JAKARTA,iNews.id - Oknum anggota TNI AD Praka AKG menjual amunisi ke ke Kelompok Kriminat Bersenjata (KKB) di Kabupaten Intan Jaya, Papua.
Dia mengaku menjual amunisi sebanyak 10 butir peluru ke Jhon Sandego senilai Rp2 juta.
"Saya baru jual satu kali, uangnya untuk makan," paparnya dalam video yang beredar.
Saat diinterogasi, ia pun sadar telah menjadi pengkhianat bangsa. Karena telah menjual peluru ke OPM. Apalagi peluru tersebut digunakan OPM untuk menembak prajurit dan masyarakat sipil yang ada di Papua.
Pengamat Terorisme dan Intelijen dari The Community of Ideological Islamic Analyst (CIIA) menilai setiap ada pelanggaran oleh personel TNI baik di wilayah perang atau damai harus diberikan sanksi sesuai UU yang berlaku.
Harits menegaskan, pembinaan pada anggota harus menjadi salah satu prioritas bagi pimpinan. Sehingga tidak ada kedepannya anggota yang nakal dengan menjual amunisi dan lainnya.
Karena melalui proses pembinaan semua anggota bisa dirawat konsistensinya kepada doktrin - doktrin Sapta Marga. Serta bisa meningkatkan personal quality-nya.
"Namun demkian pengawasan internal kepada anggota harus berjalan dengan maksimal dan ekstra terutama di daerah konflik," jelasnya.
Harits mengungkapkan, banyak pintu terbuka yang bisa membuat prajurit terkooptasi dengan lingkungan luar dan akhirnya mendegradasi mental dan moral prajurit yang berujung lahirnya tindakan indisipliner atau pelanggaran berat lainnya.
Oleh karena itu khusus prajurit yang diterjurkan di wilayah konflik sudah selayaknya memdapatkan tunjangan yang lebih.

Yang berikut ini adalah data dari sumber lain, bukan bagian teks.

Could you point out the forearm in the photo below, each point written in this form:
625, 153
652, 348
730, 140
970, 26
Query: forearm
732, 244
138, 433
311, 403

"Ke depan jangan ada lagi masalah perut atau ekonomi yang tidak terpenuhi bagi prajurit. Jangan sampai ada hak-hak dari prajurit yang diberikan oleh satuan nya disunat. Ini menjadi ujian dari kepemimpinan komandan satuan yang bertugas di sana. Selain itu tentu, proses rekrutmen prajurit perlu ditinjau sehingga orang - orang yang menjadi prajurit adalah warga pilihan terbaik," sebutnya.
Sementara itu, Mantan Kepala Badan Intelijen Strategis (Kabais), Soleman B Pontoh mengatakan, adanya oknum TNI AD yang menjual amunisi ke pihak musuh memerlukan jalan keluar atau solusi yang cepat agar tindakan tersebut tidak berulang di kemudian hari.
Soleman juga mempertanyakan penamaan untuk kelompok bersenjata di Papua seperti Kelompok Kriminal Bersenjata (KKB} dan Organisasi Papua Merdeka (OPM). Penamaan itu harus sesuai di lapangan. Sehingga pasukan yang diturunkan juga tepat apakah polisi atau tentara. Karena penamaan tersebut juga berbeda penanganannya.
"Kalau kelompok kriminal maka polisi yang diturunkan. Kalau kelompok senjata ya tentara yang diturunkan. Selain itu juga pastikan jumlah kelompok yang melawan tersebut. Sehingga polisi atau tentara yang diturunkan juga bisa mengukur berapa jumlahnya," tandasnya.
Sebelumnya, Kepala Dinas Penerangan Angkatan Darat (Kadispenad) Brigjen TNI Tatang Subarna menuturkan, tindakan oknum Praka AKG bertentangan dengan doktrin Sapta Marga hingga 8 Wajib TNI.
"Hal ini tidak mencerminkan nilai-nilai disiplin yang tertuang dalam Sapta Marga, Sumpah Prajurit dan Delapan Wajib TNI," tutur Tatang pada Kamis (9/6/2202) lalu.
Diketahui, Praka AKG diduga menjual amunisi kepada kelompok kriminal bersenjata di Kabupaten Intan Jaya, Papua. Kemudian, ada Prada YW di Sentani, Jayapura yang kedapatan membawa 44 munisi kaliber 5,56.
Oleh karena itu, Tatang memastikan kedua oknum prajurit TNI AD yang terlibat dalam penyalahgunaan amunisi akan diproses sesuai dengan ketentuan hukum yang berlaku. "Saat ini penyidikan terhadap kedua kasus tersebut masih dilakukan oleh aparat penegak hukum.
Pimpinan TNI AD akan memberikan sanksi tegas kepada oknum prajurit yang terlibat dalam penyalahgunaan amunisi," pungkasnya.